> Jim,
> 
> I'm sorry to say that your entire concept of threading and transactions is
> incorrect.  I don't mean to hassle you over this, but it's steering people
> in the wrong direction.
>
> Transactions were not created to either manage or account for threading
> issues; the transaction occurs in an entirely different layer of the
> architecture altogether.  Transactions exist for one reason only, and that
> is to ensure that all such statements that compose a transaction are
> considered as a single atomic action.

Exactly.  I agree.  My statement was simplistic.

BUT - the fundamental reasons that things NEED to be grouped this way,
treated as atomic units, is that multiple actions can occur from multiple
users at the same time.  If all actions on a DB were made completely in
serial there would be little need for the kind of transactionalized
processing we're talking about.

If all actions taken were in serial then the concept of "transactions"
wouldn't exist beyond a simple "undo".  You would, instead of locking the
resource(s), performing the statements and then committing (or rolling back)
the transaction simply be marking the start point of the "statement stream".
When done you would commit that to disk or throw it away.

All the usage complexity if transactions come from multi-process issues, not
encapsulation.

You still have the complexity (internally) of memory vrs disk state (another
topic best left out, I think, when dealing with beginners), but that's
nothing compared to effectively managing race conditions and shared resource
access.

If we lived in serial world you may still have a "Transaction" statement,
but it would be quite a different beasty.

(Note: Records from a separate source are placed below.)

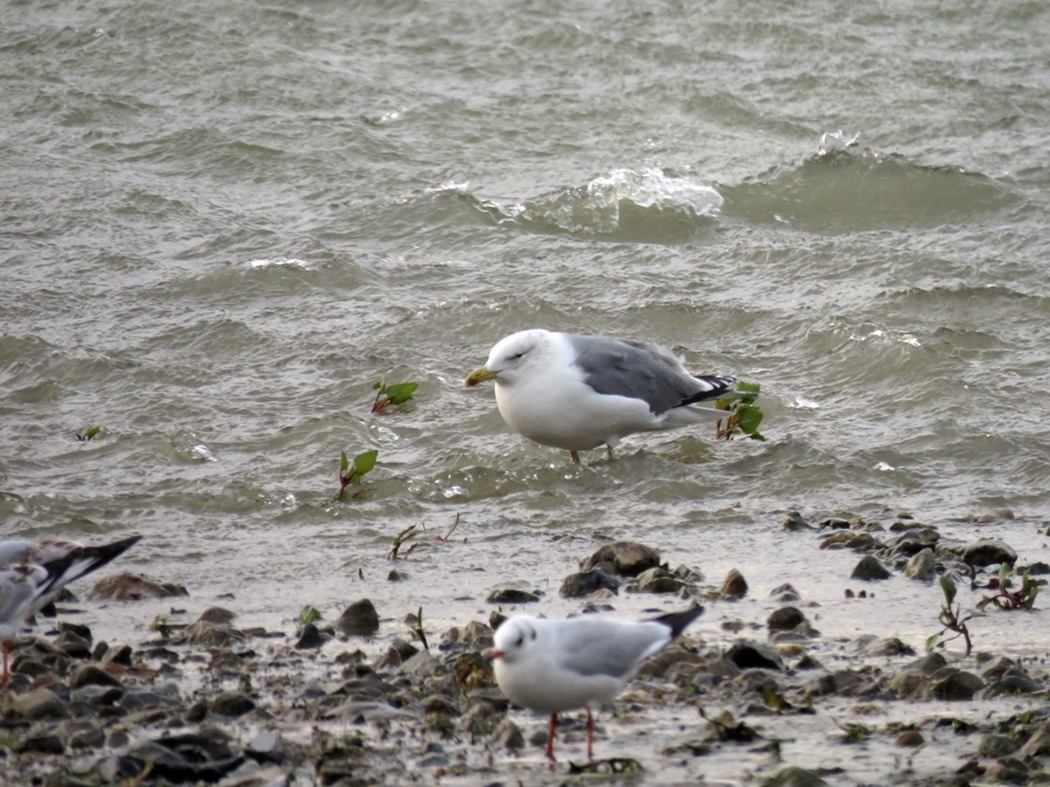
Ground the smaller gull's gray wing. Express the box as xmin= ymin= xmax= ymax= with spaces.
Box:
xmin=558 ymin=620 xmax=671 ymax=679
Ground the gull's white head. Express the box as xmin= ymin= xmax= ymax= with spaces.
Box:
xmin=465 ymin=328 xmax=550 ymax=387
xmin=491 ymin=615 xmax=541 ymax=664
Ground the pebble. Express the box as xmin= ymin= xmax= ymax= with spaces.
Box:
xmin=559 ymin=569 xmax=620 ymax=598
xmin=580 ymin=541 xmax=660 ymax=577
xmin=718 ymin=569 xmax=748 ymax=598
xmin=849 ymin=555 xmax=893 ymax=581
xmin=87 ymin=573 xmax=189 ymax=601
xmin=904 ymin=547 xmax=937 ymax=581
xmin=335 ymin=598 xmax=379 ymax=637
xmin=485 ymin=588 xmax=540 ymax=604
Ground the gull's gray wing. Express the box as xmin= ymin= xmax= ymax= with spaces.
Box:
xmin=555 ymin=619 xmax=671 ymax=680
xmin=0 ymin=566 xmax=48 ymax=623
xmin=565 ymin=334 xmax=736 ymax=416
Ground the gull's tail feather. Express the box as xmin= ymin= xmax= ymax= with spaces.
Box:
xmin=36 ymin=535 xmax=142 ymax=610
xmin=652 ymin=604 xmax=704 ymax=639
xmin=678 ymin=375 xmax=743 ymax=407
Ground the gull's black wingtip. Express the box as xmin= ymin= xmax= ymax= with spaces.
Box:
xmin=653 ymin=604 xmax=704 ymax=639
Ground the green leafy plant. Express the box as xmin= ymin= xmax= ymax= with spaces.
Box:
xmin=978 ymin=562 xmax=1047 ymax=610
xmin=338 ymin=449 xmax=379 ymax=501
xmin=386 ymin=525 xmax=418 ymax=560
xmin=842 ymin=723 xmax=872 ymax=743
xmin=434 ymin=511 xmax=466 ymax=541
xmin=715 ymin=380 xmax=765 ymax=440
xmin=926 ymin=576 xmax=981 ymax=656
xmin=372 ymin=378 xmax=419 ymax=412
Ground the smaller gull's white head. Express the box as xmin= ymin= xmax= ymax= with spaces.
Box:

> escalation, which in turn impacts transactional isolation all over again.
> None of this has much to do with threading; if you completely changed how
> the requests arrived at the database engine, nothing would change with
> respect to transaction execution.

The only reason that threading hasn't any impact on this is BECAUSE of
transactionalized processing (which, I think, enforces my point).  If there
was no transactional capability then all statements from all users would
come in pell-mell and cause havoc.

Transactions (whether explicitly or implicitly set) allow the DB to manage
multiple processes (I used the term "threads") effectively.

I was using the term "thread" in a very simplistic, non-technical way both
from weariness (it was 5 am...) and because I was attempting to simplify the
explanation for the original poster.

I heartily admit that on the literal interpretation of my statement I was
wrong but I still feel strongly that the spirit of the statement: that DB
transactions are VERY IMPORTANT to managing shared resources is true.